Similarly, likening the illegal immigration movement to the civil rights movement might fly in a sophomore political science class, but not in a serious political discussion. It's absurd both in theory and in reality. First, theory: the civil rights movement was rectifying the law to comport with rights guaranteed in the Constitution. That is, all citizens should enjoy equal protection under the law. The movement against enforcement of current laws and gaining control of our borders is fundamentally opposed to the rule of law. They're demanding rights for illegal immigrants that, as both non-citizens and illegals, they just don't have. Whereas the civil rights movement looked to the Constitution to make its case, the illegal immigration movement (again, non-enforcement, open borders) cannot do so.
As usual, Jed, the consolation is that at least we're not France -- where Chirac and Villepin, for the trouble of trying to salvage the national economy, have been handed by le mob a most degrading and hopeless defeat. The head of that employment reform law now lolls in the basket of the guillotine. But our own susceptibility to mass protest -- and our paralysis in its leering face -- casts an ugly light, too: sovereignty is peeling away in the USA only less quickly than in France. I see a bad moon rising.
The huge demonstrations expected today in Washington and elsewhere are a form of intimidation that the Congress is almost sure to cave in to. And the rhetoric of the left is adapting to maximize its presumed advantage in this fight.
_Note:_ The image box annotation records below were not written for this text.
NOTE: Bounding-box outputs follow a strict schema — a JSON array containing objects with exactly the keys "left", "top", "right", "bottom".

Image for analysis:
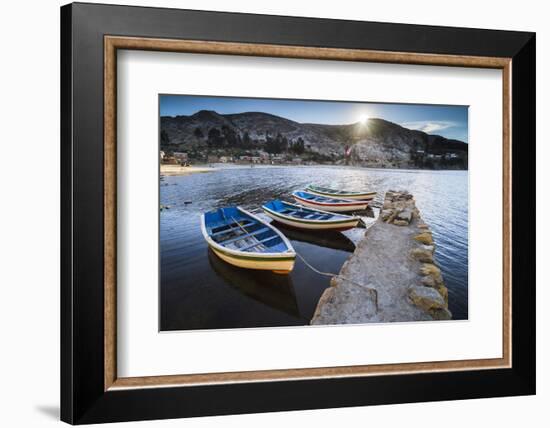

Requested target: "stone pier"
[{"left": 311, "top": 191, "right": 452, "bottom": 325}]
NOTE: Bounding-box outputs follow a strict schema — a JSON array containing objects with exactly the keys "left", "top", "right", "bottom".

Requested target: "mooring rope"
[{"left": 296, "top": 252, "right": 338, "bottom": 278}]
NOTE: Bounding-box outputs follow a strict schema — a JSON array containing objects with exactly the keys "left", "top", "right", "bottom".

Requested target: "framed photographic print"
[{"left": 61, "top": 3, "right": 535, "bottom": 424}]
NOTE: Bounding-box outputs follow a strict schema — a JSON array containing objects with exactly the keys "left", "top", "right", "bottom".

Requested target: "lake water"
[{"left": 160, "top": 166, "right": 468, "bottom": 330}]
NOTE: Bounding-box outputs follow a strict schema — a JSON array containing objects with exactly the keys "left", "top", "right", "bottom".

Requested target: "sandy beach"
[{"left": 160, "top": 165, "right": 216, "bottom": 175}]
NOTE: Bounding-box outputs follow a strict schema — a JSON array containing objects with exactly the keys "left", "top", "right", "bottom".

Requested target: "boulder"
[
  {"left": 396, "top": 207, "right": 412, "bottom": 224},
  {"left": 429, "top": 308, "right": 453, "bottom": 321},
  {"left": 420, "top": 263, "right": 443, "bottom": 286},
  {"left": 420, "top": 263, "right": 441, "bottom": 276},
  {"left": 420, "top": 276, "right": 437, "bottom": 288},
  {"left": 409, "top": 285, "right": 447, "bottom": 312},
  {"left": 414, "top": 232, "right": 434, "bottom": 245},
  {"left": 310, "top": 277, "right": 377, "bottom": 325},
  {"left": 436, "top": 284, "right": 449, "bottom": 305}
]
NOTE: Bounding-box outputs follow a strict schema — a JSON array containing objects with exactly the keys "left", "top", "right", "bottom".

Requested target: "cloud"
[{"left": 401, "top": 120, "right": 458, "bottom": 134}]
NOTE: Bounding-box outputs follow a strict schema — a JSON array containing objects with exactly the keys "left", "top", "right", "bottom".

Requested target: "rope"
[{"left": 296, "top": 252, "right": 337, "bottom": 278}]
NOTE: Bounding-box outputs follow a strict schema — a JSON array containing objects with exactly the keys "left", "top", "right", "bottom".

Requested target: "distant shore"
[{"left": 160, "top": 165, "right": 216, "bottom": 175}]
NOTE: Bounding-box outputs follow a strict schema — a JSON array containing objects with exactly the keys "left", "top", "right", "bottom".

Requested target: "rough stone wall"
[{"left": 311, "top": 191, "right": 452, "bottom": 325}]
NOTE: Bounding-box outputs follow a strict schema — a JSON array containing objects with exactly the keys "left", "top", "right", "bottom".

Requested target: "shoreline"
[
  {"left": 160, "top": 163, "right": 469, "bottom": 176},
  {"left": 160, "top": 164, "right": 217, "bottom": 176}
]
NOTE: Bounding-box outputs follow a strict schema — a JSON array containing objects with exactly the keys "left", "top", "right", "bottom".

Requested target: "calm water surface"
[{"left": 160, "top": 166, "right": 468, "bottom": 330}]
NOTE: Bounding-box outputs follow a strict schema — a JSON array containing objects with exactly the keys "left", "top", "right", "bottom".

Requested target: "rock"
[
  {"left": 436, "top": 284, "right": 449, "bottom": 305},
  {"left": 429, "top": 308, "right": 453, "bottom": 321},
  {"left": 310, "top": 277, "right": 377, "bottom": 325},
  {"left": 397, "top": 208, "right": 412, "bottom": 224},
  {"left": 380, "top": 209, "right": 393, "bottom": 221},
  {"left": 414, "top": 232, "right": 434, "bottom": 245},
  {"left": 414, "top": 246, "right": 434, "bottom": 263},
  {"left": 420, "top": 245, "right": 435, "bottom": 254},
  {"left": 409, "top": 285, "right": 446, "bottom": 312},
  {"left": 420, "top": 263, "right": 443, "bottom": 287},
  {"left": 420, "top": 263, "right": 441, "bottom": 276}
]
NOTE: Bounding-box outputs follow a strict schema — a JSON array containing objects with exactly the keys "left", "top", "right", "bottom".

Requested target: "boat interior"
[
  {"left": 264, "top": 200, "right": 345, "bottom": 220},
  {"left": 204, "top": 207, "right": 288, "bottom": 253},
  {"left": 294, "top": 192, "right": 347, "bottom": 204}
]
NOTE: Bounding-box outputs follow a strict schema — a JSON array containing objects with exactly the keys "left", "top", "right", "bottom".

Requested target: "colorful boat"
[
  {"left": 201, "top": 207, "right": 296, "bottom": 274},
  {"left": 306, "top": 184, "right": 376, "bottom": 201},
  {"left": 292, "top": 192, "right": 369, "bottom": 212},
  {"left": 262, "top": 199, "right": 360, "bottom": 231}
]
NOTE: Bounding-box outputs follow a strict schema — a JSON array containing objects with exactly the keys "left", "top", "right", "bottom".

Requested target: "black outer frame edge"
[
  {"left": 511, "top": 33, "right": 536, "bottom": 394},
  {"left": 61, "top": 4, "right": 535, "bottom": 424},
  {"left": 60, "top": 5, "right": 74, "bottom": 423}
]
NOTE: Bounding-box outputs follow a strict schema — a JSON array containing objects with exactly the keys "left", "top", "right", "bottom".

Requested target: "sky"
[{"left": 160, "top": 95, "right": 468, "bottom": 143}]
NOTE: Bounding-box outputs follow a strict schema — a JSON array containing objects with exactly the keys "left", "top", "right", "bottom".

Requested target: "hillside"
[{"left": 161, "top": 110, "right": 468, "bottom": 169}]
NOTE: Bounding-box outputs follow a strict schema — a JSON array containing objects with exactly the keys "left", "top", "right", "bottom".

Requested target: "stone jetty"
[{"left": 311, "top": 191, "right": 452, "bottom": 325}]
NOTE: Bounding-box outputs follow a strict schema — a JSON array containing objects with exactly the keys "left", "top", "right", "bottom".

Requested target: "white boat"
[
  {"left": 292, "top": 192, "right": 369, "bottom": 212},
  {"left": 262, "top": 199, "right": 360, "bottom": 231},
  {"left": 306, "top": 184, "right": 376, "bottom": 201}
]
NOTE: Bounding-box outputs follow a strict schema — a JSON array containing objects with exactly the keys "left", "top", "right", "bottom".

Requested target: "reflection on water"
[
  {"left": 160, "top": 167, "right": 468, "bottom": 330},
  {"left": 273, "top": 222, "right": 355, "bottom": 253}
]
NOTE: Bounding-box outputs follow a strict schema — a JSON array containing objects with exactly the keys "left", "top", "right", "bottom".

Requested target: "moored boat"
[
  {"left": 292, "top": 191, "right": 369, "bottom": 212},
  {"left": 262, "top": 199, "right": 360, "bottom": 231},
  {"left": 306, "top": 184, "right": 376, "bottom": 201},
  {"left": 201, "top": 207, "right": 296, "bottom": 274}
]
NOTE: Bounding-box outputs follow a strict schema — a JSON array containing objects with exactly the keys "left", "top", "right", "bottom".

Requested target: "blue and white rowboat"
[
  {"left": 201, "top": 207, "right": 296, "bottom": 274},
  {"left": 292, "top": 192, "right": 369, "bottom": 212},
  {"left": 262, "top": 199, "right": 360, "bottom": 231}
]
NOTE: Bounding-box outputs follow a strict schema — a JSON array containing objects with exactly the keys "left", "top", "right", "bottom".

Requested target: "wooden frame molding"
[{"left": 104, "top": 36, "right": 512, "bottom": 391}]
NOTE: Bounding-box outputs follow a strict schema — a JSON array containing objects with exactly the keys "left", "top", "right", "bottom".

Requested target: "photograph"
[{"left": 159, "top": 94, "right": 469, "bottom": 331}]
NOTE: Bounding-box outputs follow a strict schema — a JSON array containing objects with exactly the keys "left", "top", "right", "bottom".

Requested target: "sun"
[{"left": 357, "top": 113, "right": 370, "bottom": 124}]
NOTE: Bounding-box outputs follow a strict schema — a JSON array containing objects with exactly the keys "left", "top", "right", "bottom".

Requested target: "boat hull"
[
  {"left": 263, "top": 208, "right": 359, "bottom": 232},
  {"left": 293, "top": 195, "right": 368, "bottom": 213},
  {"left": 306, "top": 187, "right": 376, "bottom": 201},
  {"left": 210, "top": 245, "right": 296, "bottom": 274}
]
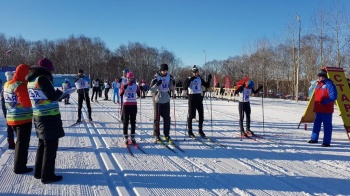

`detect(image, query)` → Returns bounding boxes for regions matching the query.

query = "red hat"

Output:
[38,58,55,71]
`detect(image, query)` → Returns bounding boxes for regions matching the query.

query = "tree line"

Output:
[0,3,350,95]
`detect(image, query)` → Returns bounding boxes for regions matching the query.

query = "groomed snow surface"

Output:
[0,93,350,196]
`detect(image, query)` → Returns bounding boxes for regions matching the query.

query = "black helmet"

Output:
[192,65,199,73]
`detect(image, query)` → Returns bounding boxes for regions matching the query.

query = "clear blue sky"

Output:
[0,0,350,65]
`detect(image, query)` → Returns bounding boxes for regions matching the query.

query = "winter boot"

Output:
[154,136,160,143]
[246,129,255,135]
[123,137,129,145]
[188,131,196,138]
[7,139,16,149]
[198,129,206,138]
[131,138,136,145]
[241,131,249,137]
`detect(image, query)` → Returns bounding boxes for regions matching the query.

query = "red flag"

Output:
[214,74,219,87]
[236,76,249,89]
[225,76,231,88]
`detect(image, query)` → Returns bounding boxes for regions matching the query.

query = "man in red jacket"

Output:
[308,69,338,147]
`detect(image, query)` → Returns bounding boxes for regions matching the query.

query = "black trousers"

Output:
[238,102,251,132]
[123,105,137,138]
[153,102,170,137]
[78,93,91,120]
[187,94,204,131]
[91,87,100,101]
[105,88,109,100]
[12,122,32,172]
[34,138,58,180]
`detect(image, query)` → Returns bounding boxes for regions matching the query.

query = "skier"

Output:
[91,78,100,102]
[184,65,212,138]
[104,80,111,100]
[1,71,15,149]
[27,58,65,184]
[308,69,338,147]
[120,72,140,145]
[150,64,173,142]
[235,80,263,137]
[112,77,120,104]
[74,69,92,123]
[4,64,33,174]
[62,78,72,105]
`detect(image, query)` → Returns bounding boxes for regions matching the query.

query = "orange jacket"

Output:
[9,64,32,107]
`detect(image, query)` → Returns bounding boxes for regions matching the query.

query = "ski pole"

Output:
[139,87,142,141]
[261,86,265,136]
[173,85,177,140]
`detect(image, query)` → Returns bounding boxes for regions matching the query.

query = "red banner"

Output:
[236,76,249,89]
[225,76,231,88]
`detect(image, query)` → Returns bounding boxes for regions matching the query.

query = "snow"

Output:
[0,93,350,196]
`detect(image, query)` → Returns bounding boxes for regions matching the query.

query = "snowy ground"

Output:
[0,93,350,196]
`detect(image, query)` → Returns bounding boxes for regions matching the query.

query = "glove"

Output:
[208,74,212,80]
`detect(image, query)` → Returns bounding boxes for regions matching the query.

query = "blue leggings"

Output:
[311,113,333,144]
[113,88,119,102]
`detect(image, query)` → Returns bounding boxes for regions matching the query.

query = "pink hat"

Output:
[126,72,134,78]
[38,58,55,71]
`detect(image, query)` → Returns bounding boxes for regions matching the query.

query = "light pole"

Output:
[203,50,207,79]
[295,15,301,101]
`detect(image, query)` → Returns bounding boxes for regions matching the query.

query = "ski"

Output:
[156,140,176,153]
[204,137,228,148]
[190,137,214,148]
[125,144,134,157]
[132,144,147,154]
[164,138,185,153]
[249,133,278,143]
[238,134,258,142]
[69,121,83,127]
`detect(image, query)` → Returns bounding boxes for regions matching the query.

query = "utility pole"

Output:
[295,15,301,101]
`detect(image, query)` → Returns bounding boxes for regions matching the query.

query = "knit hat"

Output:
[38,58,55,71]
[192,65,199,73]
[248,80,254,89]
[5,71,14,81]
[126,71,134,78]
[159,63,169,71]
[318,69,327,78]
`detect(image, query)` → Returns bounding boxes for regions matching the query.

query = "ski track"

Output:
[0,92,350,195]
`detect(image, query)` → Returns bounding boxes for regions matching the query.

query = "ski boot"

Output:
[198,129,206,138]
[246,129,255,135]
[154,136,160,143]
[188,131,196,138]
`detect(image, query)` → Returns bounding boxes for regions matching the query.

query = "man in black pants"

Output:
[184,65,212,138]
[235,80,263,136]
[74,69,92,123]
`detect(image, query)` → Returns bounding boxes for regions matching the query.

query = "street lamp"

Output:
[295,15,301,101]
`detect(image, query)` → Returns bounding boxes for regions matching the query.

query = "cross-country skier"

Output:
[27,58,65,184]
[1,71,15,149]
[308,69,338,147]
[235,80,263,137]
[150,64,173,142]
[120,72,140,144]
[74,69,92,123]
[4,64,33,174]
[184,65,212,138]
[62,78,72,104]
[112,77,120,104]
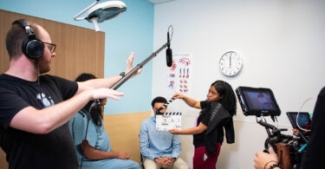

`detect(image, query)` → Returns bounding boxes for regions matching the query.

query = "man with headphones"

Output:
[0,19,141,169]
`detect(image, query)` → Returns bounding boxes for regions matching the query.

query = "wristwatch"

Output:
[120,72,125,78]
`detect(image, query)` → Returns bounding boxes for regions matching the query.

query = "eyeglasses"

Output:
[43,42,56,53]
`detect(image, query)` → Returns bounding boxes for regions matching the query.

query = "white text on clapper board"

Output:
[156,112,182,131]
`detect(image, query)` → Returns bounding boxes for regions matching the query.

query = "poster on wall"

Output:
[167,53,193,96]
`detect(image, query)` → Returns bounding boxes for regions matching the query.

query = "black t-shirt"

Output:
[193,101,211,147]
[193,100,224,147]
[0,74,78,169]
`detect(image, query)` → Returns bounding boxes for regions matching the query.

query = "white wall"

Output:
[152,0,325,169]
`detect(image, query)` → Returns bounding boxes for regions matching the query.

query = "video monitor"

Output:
[236,86,281,117]
[287,112,311,130]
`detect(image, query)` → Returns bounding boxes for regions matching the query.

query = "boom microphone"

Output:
[166,28,173,67]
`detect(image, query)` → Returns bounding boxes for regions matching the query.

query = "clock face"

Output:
[219,51,243,76]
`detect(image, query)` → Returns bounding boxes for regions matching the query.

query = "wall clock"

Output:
[219,51,243,77]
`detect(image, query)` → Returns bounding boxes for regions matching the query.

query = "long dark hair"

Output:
[75,73,104,126]
[211,80,237,116]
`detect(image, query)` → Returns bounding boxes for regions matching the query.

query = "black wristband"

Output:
[270,163,281,169]
[120,72,125,78]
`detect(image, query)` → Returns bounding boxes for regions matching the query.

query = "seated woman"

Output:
[69,73,141,169]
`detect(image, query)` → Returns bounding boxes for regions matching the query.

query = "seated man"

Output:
[140,97,189,169]
[69,73,141,169]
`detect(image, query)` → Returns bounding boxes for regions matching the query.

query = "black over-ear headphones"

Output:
[12,19,44,59]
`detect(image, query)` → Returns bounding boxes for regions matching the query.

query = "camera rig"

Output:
[256,116,308,169]
[236,86,308,169]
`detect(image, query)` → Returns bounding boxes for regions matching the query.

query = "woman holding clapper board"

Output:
[169,80,237,169]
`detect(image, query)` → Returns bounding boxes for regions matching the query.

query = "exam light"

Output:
[74,0,126,31]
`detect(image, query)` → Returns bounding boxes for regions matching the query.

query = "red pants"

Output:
[193,143,221,169]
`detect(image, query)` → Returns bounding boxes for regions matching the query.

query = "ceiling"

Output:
[147,0,175,4]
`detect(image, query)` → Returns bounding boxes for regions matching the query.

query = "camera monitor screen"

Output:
[236,86,281,117]
[287,112,311,130]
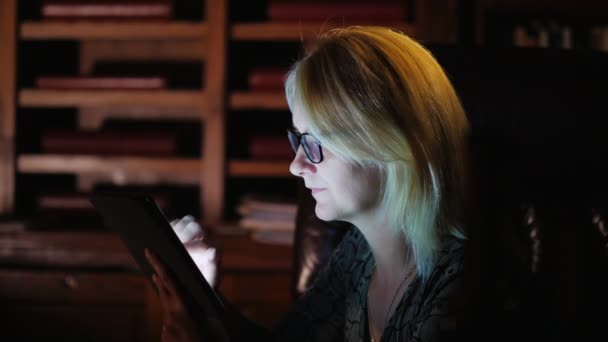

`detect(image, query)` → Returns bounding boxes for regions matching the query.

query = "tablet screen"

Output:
[91,193,224,318]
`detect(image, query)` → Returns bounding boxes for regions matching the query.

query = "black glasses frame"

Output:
[287,129,323,164]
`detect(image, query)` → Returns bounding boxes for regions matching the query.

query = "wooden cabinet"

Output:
[0,232,161,341]
[0,232,292,341]
[474,0,608,49]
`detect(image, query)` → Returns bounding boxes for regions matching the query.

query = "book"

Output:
[36,75,167,90]
[249,136,294,160]
[248,67,287,91]
[42,129,177,157]
[267,2,406,23]
[237,194,298,216]
[91,59,204,89]
[40,0,173,20]
[36,192,169,214]
[239,217,296,232]
[251,231,295,246]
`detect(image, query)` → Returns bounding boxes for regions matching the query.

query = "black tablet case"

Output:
[91,193,224,319]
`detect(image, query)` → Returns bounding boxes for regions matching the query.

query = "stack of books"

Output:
[40,0,173,21]
[267,1,407,25]
[42,128,177,157]
[237,194,298,245]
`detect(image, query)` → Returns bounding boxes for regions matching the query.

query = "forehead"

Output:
[291,102,308,133]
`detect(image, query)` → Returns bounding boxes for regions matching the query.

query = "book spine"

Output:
[42,131,177,157]
[267,3,406,21]
[40,2,173,20]
[249,136,293,160]
[36,193,169,213]
[248,68,287,91]
[36,76,167,90]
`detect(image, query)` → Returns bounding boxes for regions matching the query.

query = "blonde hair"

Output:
[285,26,468,279]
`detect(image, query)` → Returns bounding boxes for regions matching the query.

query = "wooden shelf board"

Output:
[21,21,208,40]
[228,160,292,178]
[230,22,414,41]
[229,91,289,110]
[17,154,202,178]
[0,231,136,269]
[19,89,205,108]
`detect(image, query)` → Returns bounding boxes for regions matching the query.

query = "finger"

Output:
[144,248,168,282]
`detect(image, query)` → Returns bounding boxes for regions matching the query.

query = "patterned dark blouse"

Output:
[276,229,464,341]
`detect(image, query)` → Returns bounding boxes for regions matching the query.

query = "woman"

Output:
[146,27,476,341]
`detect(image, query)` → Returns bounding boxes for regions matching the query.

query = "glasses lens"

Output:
[287,130,300,153]
[302,135,321,163]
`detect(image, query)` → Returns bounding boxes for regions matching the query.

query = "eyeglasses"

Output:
[287,129,323,164]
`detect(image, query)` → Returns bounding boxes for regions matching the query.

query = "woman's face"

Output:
[289,105,380,223]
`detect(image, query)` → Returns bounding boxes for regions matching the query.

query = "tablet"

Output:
[91,192,224,319]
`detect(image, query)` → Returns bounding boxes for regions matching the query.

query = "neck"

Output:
[356,215,415,287]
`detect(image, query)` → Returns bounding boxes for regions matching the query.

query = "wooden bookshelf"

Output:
[20,21,208,40]
[17,154,203,177]
[229,91,288,110]
[18,89,205,108]
[228,160,293,178]
[0,1,17,214]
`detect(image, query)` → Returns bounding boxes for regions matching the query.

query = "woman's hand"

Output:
[146,249,229,342]
[171,215,218,287]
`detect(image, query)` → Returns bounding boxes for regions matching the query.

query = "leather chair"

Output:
[292,46,608,341]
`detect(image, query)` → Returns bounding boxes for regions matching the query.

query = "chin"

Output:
[315,202,337,221]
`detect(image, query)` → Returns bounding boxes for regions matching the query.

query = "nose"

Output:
[289,147,317,177]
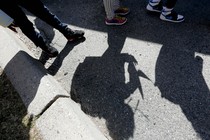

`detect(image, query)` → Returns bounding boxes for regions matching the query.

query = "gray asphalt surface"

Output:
[23,0,210,140]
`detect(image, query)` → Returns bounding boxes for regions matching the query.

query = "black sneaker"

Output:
[160,10,184,23]
[146,1,163,13]
[63,27,85,42]
[40,44,58,57]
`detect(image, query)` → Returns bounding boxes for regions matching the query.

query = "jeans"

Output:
[0,0,67,48]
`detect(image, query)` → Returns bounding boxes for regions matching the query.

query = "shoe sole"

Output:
[68,34,85,42]
[146,4,161,13]
[105,19,127,26]
[115,10,130,16]
[160,14,184,23]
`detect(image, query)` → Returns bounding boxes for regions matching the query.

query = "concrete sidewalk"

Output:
[0,27,106,140]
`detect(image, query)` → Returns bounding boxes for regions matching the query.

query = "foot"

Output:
[160,10,184,23]
[40,44,58,57]
[115,7,130,16]
[105,16,127,25]
[63,27,85,42]
[146,1,163,13]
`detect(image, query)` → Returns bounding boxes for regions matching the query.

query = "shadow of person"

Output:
[47,37,86,75]
[155,41,210,140]
[70,28,148,140]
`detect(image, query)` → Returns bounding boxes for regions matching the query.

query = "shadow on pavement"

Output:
[71,28,149,140]
[31,0,210,140]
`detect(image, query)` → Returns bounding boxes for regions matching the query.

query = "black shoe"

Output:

Juan Williams's op-ed in today's WaPo is a very important escalation in this political war. He characterizes the demonstrations as evidence of an Hispanic "civil rights" movement. Williams is painting the illegal immigrant protests with the most invulnerable and inviolable label in American politics. To say that the illegals are demanding civil rights now as the blacks did in the 1960s and 1970s is Williams's attempt to label any opponent of illegal immigration a racist. This is both false and libelous. Williams is guilty of more than just rhetorical excess. His column is nothing more than another attempt at intimidating the wobblies in Congress. And it may work.
Larry: The right to keep and bear arms was long since lost in the UK. It's a pity, but it's a dead issue there. The animal rights types have killed fox hunting and they're next on to shooting. Freedom of speech is dead there, and more and more freedoms dissolve as the EU sinks its claws into the economy. I love Britain and the Brits. But I couldn't live in a nation that so limits its peoples' freedoms.